Ora, a oposição entre sensível e inteligível é insustentável, como já havia notado o velho e bom Kant. Surpreende que, embora evocando o filósofo, Sartori omita o argumento fundamental deste, na Crítica da Razão Pura, de que o conhecimento é resultante precisamente da junção de intelecto e sentidos, e não da sua separação. A conclusão kantiana não poderia ser mais cristalina: sem sensibilidade, nenhum objeto nos seria dado; sem intelecto, nenhum seria pensado. Nenhuma dessas faculdades ou capacidades, adverte Kant, deve ser preferida em detrimento da outra. Em poucas palavras, existe uma complementaridade entre intelecto e sensibilidade — faculdades distintas por natureza, mas não opostas —, já que ambos concorrem para a formação do conhecimento. Ao que parece, portanto, Sartori retorna a um idealismo pré-kantiano. Vislumbrará ele uma "idéia pura", não "contaminada" pelos sentidos? A idéia, a que ele atribui tanto peso, é vazia, sem conteúdo, se deixada a si própria, quer dizer, sem contato com o mundo empírico, que percebemos através dos sentidos, particularmente da visão.

Mas não se negue que algumas inquietações do politólogo italiano dão o que pensar. Por certo, uma criança ou adolescente que, na maior parte de seu tempo, apenas consome imagens da TV, não se destacará pelo brilho do intelecto, considerando-se o que as redes oferecem a essa faixa etária (a começar pelo imbecilizante estilo MTV) e aos telespectadores em geral: programas de fofocas e baixarias, violência, misticismo etc. A experiência demonstra, de fato, que o jovem que lê e estuda mais — sem por isso abolir a televisão, o cinema ou o computador — tem maior chance de sucesso em seus objetivos na concorrência com os demais. É reconhecido que a leitura favorece, mais que outros meios, a capacidade de abstração e o domínio de conceitos. Persiste, porém, a dúvida em relação ao exemplo citado: a "culpa" será da TV, ou a família e a escola é que fracassaram?

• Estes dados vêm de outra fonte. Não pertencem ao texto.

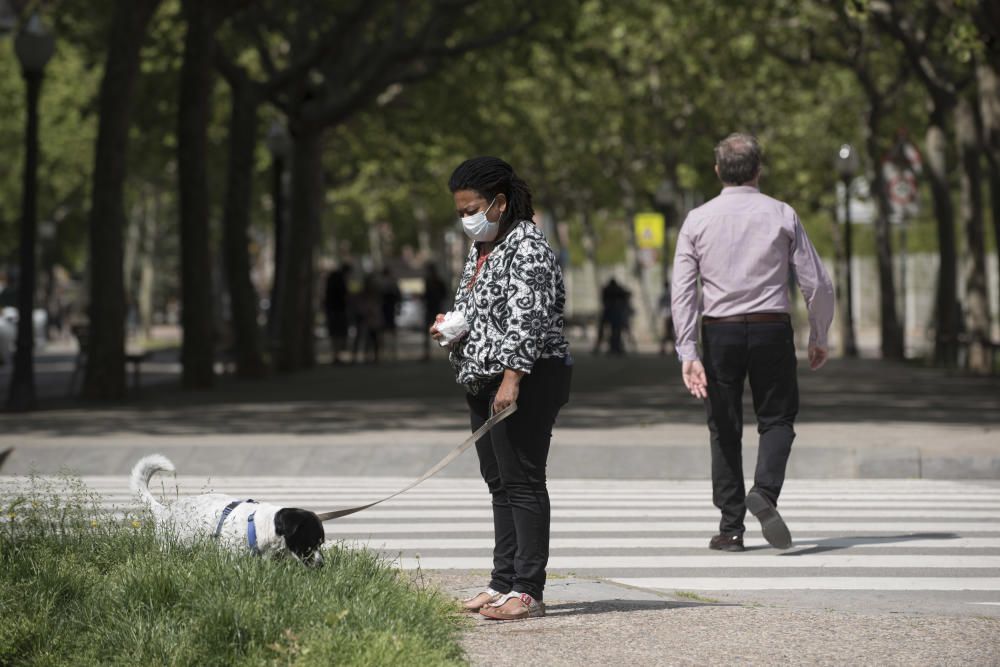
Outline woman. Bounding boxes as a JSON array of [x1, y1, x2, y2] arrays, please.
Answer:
[[431, 156, 572, 621]]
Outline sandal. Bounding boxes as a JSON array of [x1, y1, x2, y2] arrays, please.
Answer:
[[479, 592, 546, 620], [460, 587, 503, 612]]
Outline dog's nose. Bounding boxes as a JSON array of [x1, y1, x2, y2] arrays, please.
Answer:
[[308, 550, 324, 568]]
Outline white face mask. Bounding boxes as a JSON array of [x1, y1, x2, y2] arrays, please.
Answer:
[[461, 197, 500, 242]]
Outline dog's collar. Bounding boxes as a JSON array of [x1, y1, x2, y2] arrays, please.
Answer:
[[214, 499, 260, 554]]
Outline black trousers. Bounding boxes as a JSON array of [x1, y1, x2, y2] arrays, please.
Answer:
[[702, 320, 799, 536], [466, 357, 572, 601]]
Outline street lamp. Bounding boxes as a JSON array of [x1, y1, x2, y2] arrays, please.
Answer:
[[265, 120, 291, 341], [7, 13, 54, 411], [835, 143, 860, 358]]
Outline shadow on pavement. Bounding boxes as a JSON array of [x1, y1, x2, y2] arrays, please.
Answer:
[[544, 598, 731, 617], [2, 348, 999, 437], [783, 532, 961, 556]]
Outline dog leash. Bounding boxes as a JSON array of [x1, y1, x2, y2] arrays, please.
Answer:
[[315, 402, 518, 521]]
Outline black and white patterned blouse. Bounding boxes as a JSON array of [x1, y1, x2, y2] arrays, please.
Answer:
[[449, 220, 570, 393]]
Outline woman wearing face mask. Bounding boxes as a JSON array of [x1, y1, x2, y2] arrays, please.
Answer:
[[431, 156, 573, 621]]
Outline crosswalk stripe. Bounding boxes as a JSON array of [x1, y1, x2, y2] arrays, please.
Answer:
[[257, 508, 1000, 519], [323, 521, 1000, 533], [63, 500, 1000, 520], [338, 537, 1000, 550], [610, 577, 1000, 591], [67, 495, 1000, 510], [389, 555, 1000, 570], [51, 479, 1000, 494], [68, 490, 1000, 503]]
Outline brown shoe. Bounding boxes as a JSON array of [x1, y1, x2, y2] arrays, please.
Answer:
[[709, 533, 745, 552], [460, 588, 503, 612], [479, 592, 545, 620]]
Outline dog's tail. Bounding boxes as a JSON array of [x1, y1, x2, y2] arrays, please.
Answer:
[[130, 454, 175, 510]]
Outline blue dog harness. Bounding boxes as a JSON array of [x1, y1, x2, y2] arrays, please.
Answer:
[[214, 499, 260, 554]]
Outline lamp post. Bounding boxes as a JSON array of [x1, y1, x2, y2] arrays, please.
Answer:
[[265, 120, 291, 341], [7, 14, 54, 411], [835, 143, 859, 358]]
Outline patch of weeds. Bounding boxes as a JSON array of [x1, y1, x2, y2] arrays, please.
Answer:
[[674, 590, 720, 603]]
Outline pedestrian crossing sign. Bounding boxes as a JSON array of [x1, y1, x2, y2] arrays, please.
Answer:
[[634, 212, 665, 249]]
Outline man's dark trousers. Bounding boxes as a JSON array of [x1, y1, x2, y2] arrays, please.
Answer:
[[702, 319, 799, 536]]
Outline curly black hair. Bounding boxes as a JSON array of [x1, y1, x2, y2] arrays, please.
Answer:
[[448, 156, 534, 224]]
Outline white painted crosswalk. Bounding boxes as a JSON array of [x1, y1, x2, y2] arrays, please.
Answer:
[[8, 476, 1000, 598]]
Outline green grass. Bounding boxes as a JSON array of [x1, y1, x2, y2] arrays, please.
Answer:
[[0, 476, 466, 667], [673, 590, 719, 604]]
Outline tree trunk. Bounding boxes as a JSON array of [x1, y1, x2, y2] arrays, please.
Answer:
[[925, 110, 960, 367], [276, 126, 323, 372], [177, 0, 219, 388], [829, 200, 851, 357], [6, 71, 42, 412], [137, 184, 158, 339], [82, 0, 162, 400], [978, 59, 1000, 333], [991, 163, 1000, 335], [123, 194, 143, 330], [221, 73, 266, 378], [956, 96, 991, 374], [580, 206, 603, 302], [863, 99, 904, 360]]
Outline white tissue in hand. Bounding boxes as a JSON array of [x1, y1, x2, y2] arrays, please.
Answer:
[[437, 310, 469, 346]]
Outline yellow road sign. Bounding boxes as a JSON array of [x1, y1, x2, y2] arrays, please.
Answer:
[[634, 212, 665, 249]]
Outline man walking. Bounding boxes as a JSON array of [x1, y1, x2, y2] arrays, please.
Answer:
[[671, 133, 834, 551]]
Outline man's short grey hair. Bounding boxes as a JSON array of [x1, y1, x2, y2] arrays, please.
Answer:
[[714, 133, 762, 185]]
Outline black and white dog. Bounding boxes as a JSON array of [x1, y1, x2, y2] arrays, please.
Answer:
[[130, 454, 325, 567]]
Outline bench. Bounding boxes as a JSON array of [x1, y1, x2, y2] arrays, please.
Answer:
[[68, 324, 152, 396]]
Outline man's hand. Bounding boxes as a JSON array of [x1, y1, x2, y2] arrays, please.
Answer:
[[493, 369, 524, 413], [808, 344, 828, 370], [682, 360, 708, 399], [429, 313, 445, 341]]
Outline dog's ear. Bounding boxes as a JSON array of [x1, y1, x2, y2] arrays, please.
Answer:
[[274, 508, 325, 554], [273, 508, 294, 537]]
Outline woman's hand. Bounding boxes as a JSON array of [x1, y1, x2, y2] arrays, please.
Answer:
[[493, 368, 525, 413], [429, 313, 445, 341]]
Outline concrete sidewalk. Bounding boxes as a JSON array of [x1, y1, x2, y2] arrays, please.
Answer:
[[2, 346, 999, 478], [423, 572, 999, 667]]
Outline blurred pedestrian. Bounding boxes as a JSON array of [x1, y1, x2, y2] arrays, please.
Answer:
[[324, 264, 352, 364], [593, 278, 628, 355], [380, 267, 402, 360], [658, 280, 676, 356], [421, 262, 447, 361], [671, 133, 834, 552], [619, 284, 636, 353], [352, 271, 384, 364], [432, 156, 572, 621]]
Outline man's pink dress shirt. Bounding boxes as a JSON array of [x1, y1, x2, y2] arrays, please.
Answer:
[[671, 185, 835, 362]]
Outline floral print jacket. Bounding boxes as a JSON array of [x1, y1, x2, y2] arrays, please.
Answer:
[[449, 220, 570, 393]]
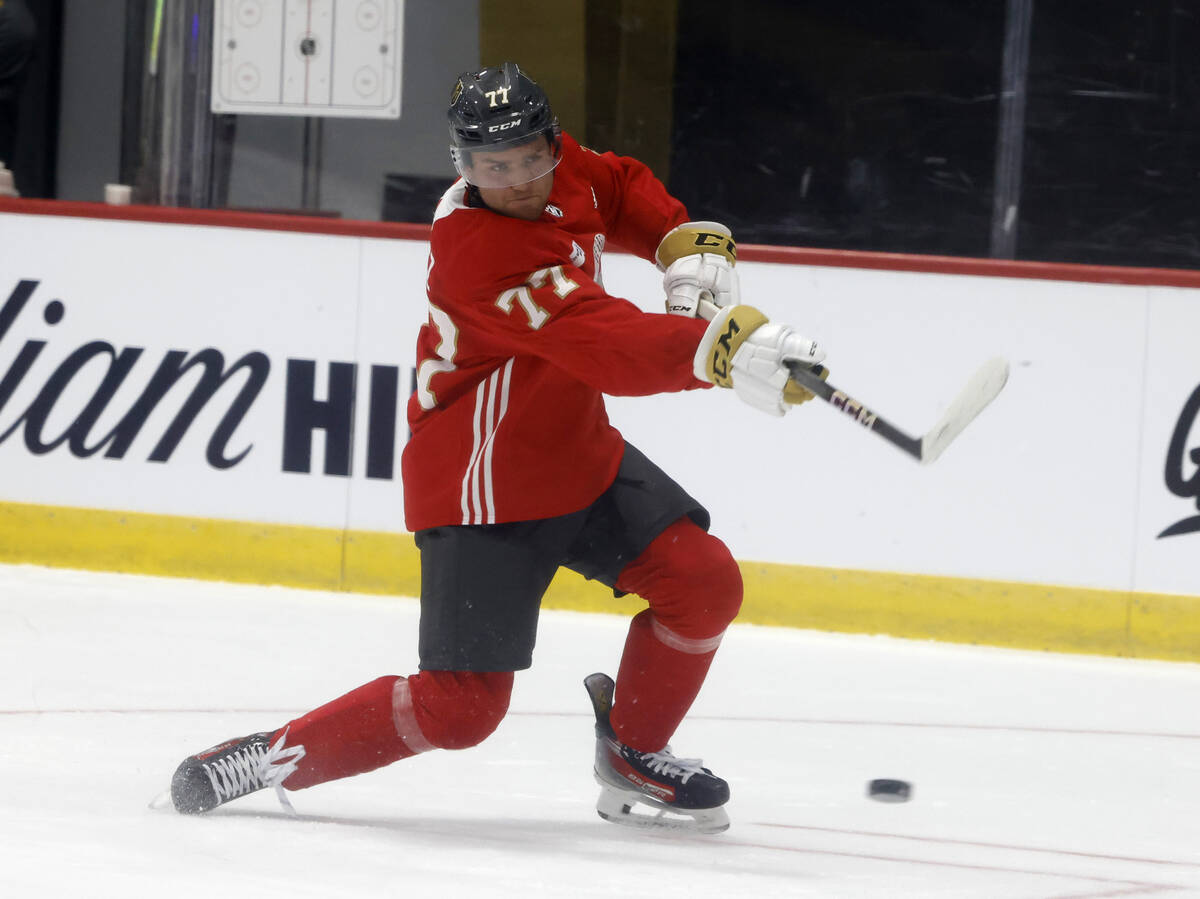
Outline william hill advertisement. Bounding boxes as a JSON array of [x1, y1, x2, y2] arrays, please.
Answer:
[[0, 279, 402, 479], [1, 206, 1198, 603], [0, 213, 425, 536]]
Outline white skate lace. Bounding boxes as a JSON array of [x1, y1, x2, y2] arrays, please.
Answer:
[[204, 730, 307, 815], [637, 746, 705, 785]]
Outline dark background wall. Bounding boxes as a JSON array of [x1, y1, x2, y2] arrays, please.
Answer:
[[1019, 3, 1200, 268], [7, 1, 1200, 271], [5, 0, 61, 198], [669, 0, 1200, 269], [40, 0, 476, 216], [55, 0, 122, 201]]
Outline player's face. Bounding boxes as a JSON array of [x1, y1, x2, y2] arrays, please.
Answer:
[[476, 169, 554, 220], [468, 142, 556, 220]]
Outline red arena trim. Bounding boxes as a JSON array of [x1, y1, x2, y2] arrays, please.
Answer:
[[0, 197, 432, 241], [736, 242, 1200, 288], [5, 196, 1200, 288]]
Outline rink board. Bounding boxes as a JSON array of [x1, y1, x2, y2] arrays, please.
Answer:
[[1, 199, 1199, 661]]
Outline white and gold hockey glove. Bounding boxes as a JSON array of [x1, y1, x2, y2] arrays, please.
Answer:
[[694, 305, 828, 416], [656, 221, 740, 320]]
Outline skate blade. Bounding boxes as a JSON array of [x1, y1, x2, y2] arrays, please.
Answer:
[[595, 786, 729, 835]]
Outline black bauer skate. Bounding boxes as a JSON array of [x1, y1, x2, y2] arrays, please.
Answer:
[[170, 730, 306, 814], [584, 672, 730, 834]]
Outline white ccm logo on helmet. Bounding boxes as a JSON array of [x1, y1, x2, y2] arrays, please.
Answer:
[[487, 119, 522, 134]]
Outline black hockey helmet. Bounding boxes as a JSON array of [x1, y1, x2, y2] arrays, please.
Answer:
[[447, 62, 562, 188]]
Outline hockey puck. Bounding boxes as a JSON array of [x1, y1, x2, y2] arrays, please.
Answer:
[[867, 779, 911, 802]]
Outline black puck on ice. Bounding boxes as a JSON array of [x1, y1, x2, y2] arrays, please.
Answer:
[[867, 779, 912, 802]]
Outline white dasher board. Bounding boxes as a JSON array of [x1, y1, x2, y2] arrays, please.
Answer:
[[211, 0, 403, 118]]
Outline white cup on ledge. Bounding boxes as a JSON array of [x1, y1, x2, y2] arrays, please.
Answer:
[[0, 164, 17, 198], [104, 183, 133, 205]]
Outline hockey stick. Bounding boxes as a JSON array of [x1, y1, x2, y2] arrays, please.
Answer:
[[785, 357, 1009, 465]]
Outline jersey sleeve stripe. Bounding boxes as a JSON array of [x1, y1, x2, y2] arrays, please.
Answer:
[[478, 370, 500, 521], [459, 359, 516, 526], [481, 358, 515, 524], [461, 378, 489, 525]]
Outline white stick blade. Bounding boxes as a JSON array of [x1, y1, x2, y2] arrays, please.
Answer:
[[919, 357, 1009, 464]]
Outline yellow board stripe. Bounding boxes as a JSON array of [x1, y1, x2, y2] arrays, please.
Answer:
[[1, 500, 1196, 662]]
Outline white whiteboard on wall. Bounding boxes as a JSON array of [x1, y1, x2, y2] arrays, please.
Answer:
[[211, 0, 404, 119]]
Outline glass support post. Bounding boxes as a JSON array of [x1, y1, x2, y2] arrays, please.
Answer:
[[990, 0, 1034, 259]]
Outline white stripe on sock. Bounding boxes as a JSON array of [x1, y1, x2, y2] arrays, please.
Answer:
[[650, 616, 724, 654], [392, 677, 436, 755]]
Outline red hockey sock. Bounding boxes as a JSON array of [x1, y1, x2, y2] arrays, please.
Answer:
[[609, 609, 720, 751], [276, 670, 514, 791], [607, 518, 742, 752], [407, 670, 514, 750], [276, 675, 426, 791]]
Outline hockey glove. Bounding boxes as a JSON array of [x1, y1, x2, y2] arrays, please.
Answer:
[[694, 305, 827, 417], [656, 221, 740, 319]]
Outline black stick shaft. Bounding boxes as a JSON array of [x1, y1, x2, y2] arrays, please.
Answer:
[[786, 362, 923, 460]]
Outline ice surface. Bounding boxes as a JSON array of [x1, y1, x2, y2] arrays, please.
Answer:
[[3, 563, 1199, 897]]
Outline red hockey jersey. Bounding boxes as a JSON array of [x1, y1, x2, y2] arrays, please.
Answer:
[[401, 133, 711, 530]]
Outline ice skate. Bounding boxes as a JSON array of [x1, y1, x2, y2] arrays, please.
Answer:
[[169, 730, 305, 814], [583, 673, 730, 834]]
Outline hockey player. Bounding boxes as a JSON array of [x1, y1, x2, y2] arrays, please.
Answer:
[[169, 63, 826, 834]]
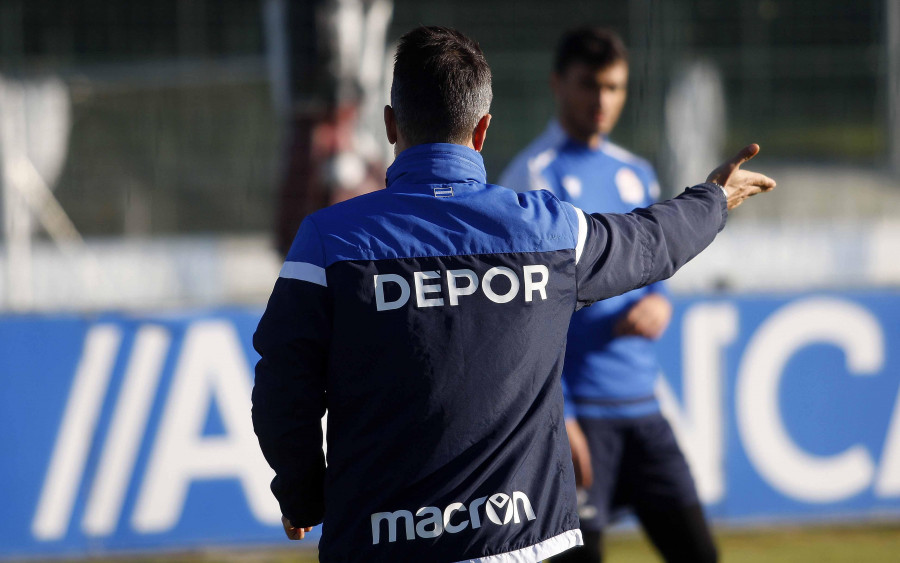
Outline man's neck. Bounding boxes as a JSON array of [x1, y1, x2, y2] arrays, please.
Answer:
[[394, 140, 475, 158], [558, 119, 603, 149]]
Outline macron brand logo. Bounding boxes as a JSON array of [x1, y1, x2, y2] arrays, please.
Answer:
[[371, 491, 536, 545], [374, 265, 550, 311]]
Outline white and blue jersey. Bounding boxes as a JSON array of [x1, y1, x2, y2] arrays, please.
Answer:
[[501, 122, 668, 420], [252, 143, 727, 562]]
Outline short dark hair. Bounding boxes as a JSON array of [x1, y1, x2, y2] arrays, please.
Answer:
[[391, 26, 492, 146], [553, 27, 628, 74]]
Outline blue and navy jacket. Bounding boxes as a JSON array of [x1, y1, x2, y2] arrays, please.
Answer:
[[252, 143, 727, 562], [502, 121, 670, 419]]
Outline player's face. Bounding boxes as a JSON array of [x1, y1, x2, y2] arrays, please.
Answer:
[[553, 60, 628, 145]]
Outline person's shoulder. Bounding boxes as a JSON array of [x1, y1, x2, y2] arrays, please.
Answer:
[[601, 141, 660, 199], [513, 186, 581, 230], [514, 185, 560, 205], [500, 122, 567, 191], [308, 188, 389, 228], [296, 189, 405, 266], [601, 141, 654, 174]]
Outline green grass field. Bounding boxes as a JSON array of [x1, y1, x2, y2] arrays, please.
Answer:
[[47, 523, 899, 563], [605, 523, 900, 563]]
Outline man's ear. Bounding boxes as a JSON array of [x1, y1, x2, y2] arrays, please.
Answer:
[[384, 105, 398, 145], [472, 114, 492, 152]]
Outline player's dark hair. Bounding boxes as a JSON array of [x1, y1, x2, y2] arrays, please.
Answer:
[[554, 27, 628, 74], [391, 26, 492, 146]]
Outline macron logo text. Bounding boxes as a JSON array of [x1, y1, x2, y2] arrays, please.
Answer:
[[371, 491, 536, 545]]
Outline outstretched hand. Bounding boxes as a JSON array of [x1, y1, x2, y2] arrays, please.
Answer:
[[706, 144, 776, 210]]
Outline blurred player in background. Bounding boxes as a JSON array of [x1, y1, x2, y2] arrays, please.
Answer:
[[501, 27, 718, 563]]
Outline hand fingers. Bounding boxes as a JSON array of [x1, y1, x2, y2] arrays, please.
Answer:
[[719, 144, 760, 181], [617, 299, 670, 339], [732, 143, 760, 168], [617, 304, 646, 335], [707, 144, 762, 185], [282, 516, 311, 541], [616, 314, 654, 338], [632, 317, 662, 339], [287, 527, 313, 540], [744, 170, 776, 190], [729, 171, 777, 201]]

O caminho mais razoável parece ser — contrariamente à embaçada visão de Sartori — o do equilíbrio: nem só imagem, nem só escrita; nem só sensibilidade, nem só intelecto. A busca desse difícil equilíbrio, contudo, é tarefa que diz respeito mais à família e à escola do que à televisão (cujo aparelho receptor dispõe, afinal, de um botão para desligar). O sociólogo reconhece que é preciso reagir "mediante a escola e na escola", mas recrimina a tendência de "encher as classes de televisores e word processors" (e aqui ele parece confundir monitor de computador com televisor). Sua sugestão? Simplesmente proibi-los — "deixando-os somente para o treinamento técnico, como se poderia fazer com um curso de datilografia"!

De resto, nada há de propositivo no opúsculo de Sartori, que enfatiza apenas os aspectos negativos da televisão, atitude semelhante, aliás, à adotada pelos teóricos críticos frankfurtianos em relação à "indústria cultural". Trata-se, enfim, de um texto que não está à altura das demais obras do autor, que já produziu um estudo clássico como Teoria da democracia (a Editora Ática lançou, em 1994, dois volumes de Teoria da democracia revisitada). Lamentavelmente, Homo videns está mais para o conservadorismo rançoso que para o liberalismo civilizado.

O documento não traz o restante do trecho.